We know you’re used to hearing hot leaks and new sounds in this space, but we’re having a hard time relegating the latest archival King Crimson release from DGM Live to “Dust This Off” status. It’s not just that prog rock is in vogue (see: Mastodon, Coheed and Cambria, the Mars Volta, etc.). No, the real reason we had to share this version of “The Great Deceiver,” recorded on April 29, 1974 at the Stanley Warner Theatre in Pittsburgh, is that it’s just harder, gutsier and bolder than much of what crosses our desks.
This show was long among this particular lineup’s most-bootlegged gigs, at least until guitarist and not-bandleader Robert Fripp included most of it (from pristine multitrack sources) in the groundbreaking 1992 box set The Great Deceiver. The complete show—uncut save for one tape drop—was released for the first time on Monday as a download.

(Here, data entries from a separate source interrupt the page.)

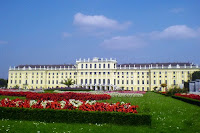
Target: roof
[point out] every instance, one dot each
(46, 66)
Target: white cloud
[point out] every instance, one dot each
(123, 42)
(3, 42)
(66, 34)
(177, 10)
(98, 22)
(175, 32)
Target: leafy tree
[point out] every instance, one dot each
(3, 83)
(68, 82)
(196, 75)
(163, 85)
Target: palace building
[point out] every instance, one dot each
(102, 74)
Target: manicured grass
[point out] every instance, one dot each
(168, 115)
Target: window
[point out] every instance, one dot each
(108, 81)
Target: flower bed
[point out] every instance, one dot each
(57, 96)
(113, 93)
(192, 96)
(70, 104)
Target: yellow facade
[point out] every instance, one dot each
(102, 74)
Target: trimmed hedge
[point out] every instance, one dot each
(74, 116)
(188, 100)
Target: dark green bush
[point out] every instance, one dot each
(171, 92)
(188, 100)
(74, 116)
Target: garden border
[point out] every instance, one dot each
(74, 116)
(187, 100)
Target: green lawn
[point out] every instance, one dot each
(168, 115)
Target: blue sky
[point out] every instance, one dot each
(58, 32)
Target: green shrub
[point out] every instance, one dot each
(188, 100)
(171, 92)
(74, 116)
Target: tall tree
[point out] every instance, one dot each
(68, 82)
(196, 75)
(3, 83)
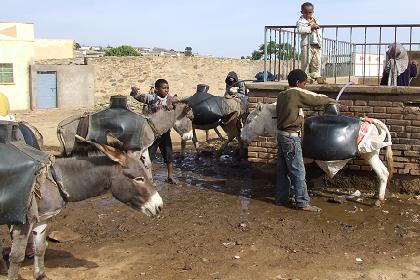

Singer and bassist John Wetton, long before the excesses of Asia, sounds lean and hungry. Bill Bruford, who recently announced his retirement, is heard at his prime, snare-drum beats ringing like gunshots. Violinist David Cross, increasingly squashed by this fierce band, handles the mellotron. And Fripp, in addition to incendiary guitar, provides a pithy single-line observation of his first visit to the Vatican:
Cigarettes, ice cream, figurines of the Virgin Mary.